La vision des relations de beaucoup de gens « gentils »

       Il faut arrêter avec la gentillesse. Etre gentil et s’attendre à recevoir quelque chose en retour, ça n’a aucun sens. Maltraiter quelqu’un et être gentil pour compenser, c’est tout aussi mauvais. Qui aime bien châtie bien, je déteste. C’est pas parce que tu me fais à manger que t’as le droit de me dévaloriser. Et puis quoi encore ? Alors, juste pour essayer, j’ai arrêté d’être gentille. J’ai décidé de réagir quand on dépassait mes limites. Et… ça a surpris. C’est fou comme on prend vite l’habitude de marcher sur quelqu’un. Et c’est fou comme on passe rapidement pour une personnes méchante quand on apprend, certes bien tard, à se faire respecter. Mais pour être honnête… Ca m’est totalement égal. A partir du moment où j’ai considéré que je n’étais pas gentille, j’ai osé verbaliser ce que je n’avais jamais osé dire et me séparer de personnes qui me faisaient du mal. Je ne cherche plus de personnes gentilles. Je cherche des personnes généreuses, attentionnées, pleines d’empathies, qui savent respecter mes limites, et verbaliser les leurs. Et je vis tellement mieux !  

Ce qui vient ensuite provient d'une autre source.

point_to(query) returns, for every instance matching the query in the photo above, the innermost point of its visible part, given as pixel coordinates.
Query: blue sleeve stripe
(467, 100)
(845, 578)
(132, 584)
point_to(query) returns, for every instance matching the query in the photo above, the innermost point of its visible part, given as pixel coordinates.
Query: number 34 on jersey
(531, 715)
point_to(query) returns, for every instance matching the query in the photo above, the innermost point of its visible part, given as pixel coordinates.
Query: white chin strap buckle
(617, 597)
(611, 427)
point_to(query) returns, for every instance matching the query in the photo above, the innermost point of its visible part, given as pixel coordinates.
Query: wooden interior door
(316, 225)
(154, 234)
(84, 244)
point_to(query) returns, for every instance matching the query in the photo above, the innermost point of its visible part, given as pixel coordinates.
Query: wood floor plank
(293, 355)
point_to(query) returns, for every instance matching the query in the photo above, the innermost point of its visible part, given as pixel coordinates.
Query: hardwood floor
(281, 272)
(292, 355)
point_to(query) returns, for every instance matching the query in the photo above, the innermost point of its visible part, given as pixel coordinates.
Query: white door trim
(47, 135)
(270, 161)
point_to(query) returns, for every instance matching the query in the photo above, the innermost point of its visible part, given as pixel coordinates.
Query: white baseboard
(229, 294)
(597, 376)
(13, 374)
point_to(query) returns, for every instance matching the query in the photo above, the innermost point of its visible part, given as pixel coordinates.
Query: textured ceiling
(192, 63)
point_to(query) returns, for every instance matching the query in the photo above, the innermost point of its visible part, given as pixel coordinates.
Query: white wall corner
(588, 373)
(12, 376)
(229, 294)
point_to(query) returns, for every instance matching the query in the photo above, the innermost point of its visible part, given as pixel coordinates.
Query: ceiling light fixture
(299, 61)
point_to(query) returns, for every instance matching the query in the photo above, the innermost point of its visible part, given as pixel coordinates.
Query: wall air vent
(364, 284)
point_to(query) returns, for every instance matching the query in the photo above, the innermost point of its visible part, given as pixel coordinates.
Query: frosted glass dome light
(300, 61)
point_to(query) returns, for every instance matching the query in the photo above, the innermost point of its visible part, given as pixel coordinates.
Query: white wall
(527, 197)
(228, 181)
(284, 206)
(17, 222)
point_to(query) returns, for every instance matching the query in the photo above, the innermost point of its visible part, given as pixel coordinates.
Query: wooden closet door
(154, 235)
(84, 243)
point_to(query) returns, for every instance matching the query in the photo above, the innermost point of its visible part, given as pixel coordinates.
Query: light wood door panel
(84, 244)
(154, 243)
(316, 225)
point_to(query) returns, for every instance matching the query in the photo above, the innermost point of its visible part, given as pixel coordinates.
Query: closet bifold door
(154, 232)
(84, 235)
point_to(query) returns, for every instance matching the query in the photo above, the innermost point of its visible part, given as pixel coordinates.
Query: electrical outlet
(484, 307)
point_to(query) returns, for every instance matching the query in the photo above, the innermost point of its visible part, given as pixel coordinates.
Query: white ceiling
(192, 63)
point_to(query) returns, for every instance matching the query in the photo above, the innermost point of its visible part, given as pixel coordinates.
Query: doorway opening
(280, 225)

       Ca ne sert à rien d’être gentil. Se faire écraser pour déranger, ça n’a aucun sens. Le plus paradoxal ? Depuis que je ne suis plus gentille, je dérange plus, certes, mais j’ai aussi des relations beaucoup plus saines. Et franchement, pourquoi se forcer à être gentille avec les personnes racistes, sexistes, homophobes, et j’en passe ? Voilà, pour le coup, quelque chose d’inutile. Pour prendre soin de soi et des autres, pas besoin de ça. Le changement est brutal. Comme dit Anna Akana : « Prépare-toi à avoir de nombreuses conversations gênantes, parce que le résultat vaut le coup ! »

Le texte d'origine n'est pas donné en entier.